Deep Learning In Cybersecurity

In previous blogs in our Deep Learning Series, we addressed deep learning, how it differs from machine learning, and how it actually works. In this blog we discuss the application of deep learning in cybersecurity.

As a reminder, deep learning is “a family of methods within machine learning that uses available data to learn a hierarchy of representations useful for certain tasks.” While in traditional machine learning a lot of human expert effort is needed to define the set of features to represent the data, there is no feature engineering involved in deep learning. The system learns the best representation of the data by itself to produce the most accurate results.

Artificial intelligence has been touted for years as a feature in security products. However, the reality is that most security products that claim AI are either (1) using statistical analysis to prioritize data or (2) using traditional machine learning to optimize tasks.

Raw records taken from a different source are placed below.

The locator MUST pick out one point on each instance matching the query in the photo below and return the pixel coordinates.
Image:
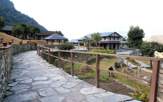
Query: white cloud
(75, 18)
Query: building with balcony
(112, 40)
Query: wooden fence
(157, 73)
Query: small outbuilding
(55, 39)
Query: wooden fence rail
(155, 63)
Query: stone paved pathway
(35, 80)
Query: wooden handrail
(155, 66)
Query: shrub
(66, 46)
(102, 50)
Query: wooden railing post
(59, 61)
(72, 64)
(97, 70)
(49, 55)
(154, 82)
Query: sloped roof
(103, 34)
(55, 37)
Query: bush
(66, 46)
(102, 50)
(148, 48)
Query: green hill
(12, 16)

For example, some network traffic analytics vendors use machine learning to baseline “normal traffic” and correspondingly flag anomalies that are in need of attention. The problem with this approach is that anomalies are common in network traffic, and not all anomalies are a threat indicator. This can lead to organizations being overwhelmed by false positives, that can run security operations teams ragged.

In fact, deep learning is an ideal technology to address the cybersecurity challenges we’re facing today because of:

  • Complex decision boundaries – protocols and payloads are complex in their variety and structure. Deep learning can make sense of the complexities of threats and identify all types of threats if trained correctly.
  • Large training sets – Enormous threat data sets with hundreds of millions of samples are already available. This is comparable or larger than the size of training set in many popular computer vision applications.
  • GPUs – Recent advancements in processing and  the lowering of the costs of the underlying technology have made it possible for deep learning model training and validation to be performed in hours, or even minutes when it used to take weeks.

But where’s the best place to apply deep learning? Let’s compare and contrast the various places in the network we can apply deep learning as shown in the graphic below:  

  • Deep Learning on endpoint traffic – Deep learning applied on endpoint traffic has access not only to the payload but also runtime behavior of the specific malware. However, the challenge is that there are very limited processing and memory resources on the endpoint to meet the computational requirements of a deep learning system. In addition, the visibility of threats is limited to one specific endpoint, that may be influenced by the actions and responsibilities of the user on that endpoint.
  • Deep Learning on SIEM traffic  – Security Incident and Event Management Systems (SIEM) collates logs and alerts from a variety of network and security devices in the network. This means that applying deep learning to SIEM traffic has the benefit of lots of interesting data across the enterprise, but the detection is significantly delayed by the time it gets to the SIEM. Additionally, due to the myriad of data available, scattered data points may lead to unclear threat verdicts.
  • Deep Learning on network traffic – Network traffic is immensely rich and interesting. Applying deep learning to network payloads and headers brings complexity because of the variety in the structure, but there are multiple ways to identify malicious intent. Architected correctly, resources for advanced AI models can be available on network security appliances, and models can be easily updated when needed. Additionally, applying deep learning to network traffic at the perimeter of the enterprise brings the benefit of stopping the threat closest to the source of entry before it has the opportunity to move laterally through the enterprise.

Applying deep learning on network traffic would therefore seem to be the most attractive application for network security. There are important considerations such as careful curation of threat data to enable proper training of the deep learning models. In addition, threat verdicts must include appropriate security details such as threat family and indicators of compromise to ensure threat analysts have information for further analysis. Threat alerts provided must be accurate and actionable as every false positive costs time and money.

Here are the key metrics that a network threat protection solution (harnessing deep learning or otherwise) must deliver on:

  • Detection speed – threat detection must be performed quickly, ideally in less than a second, in order to keep up with the speed that attackers are launching attacks.
  • Accuracy and reliability – a network threat protection solution must be able to detect threats with extremely high accuracy at greater than 99.5% detection rates, and less than .5% false positive.
  • Known and unknown threats – the threat landscape continues to evolve, therefore deep learning models must be trained correctly to not only address existing threats, variants of current threats but also new threats as cyberattackers evolve.
  • Orchestrate prevention – Once a threat is detected, the platform must orchestrate prevention to stop further lateral movement and communications by the attacker (such as C2 communications).
  • Performance – the network threat protection cannot impact the latency of a 10G network.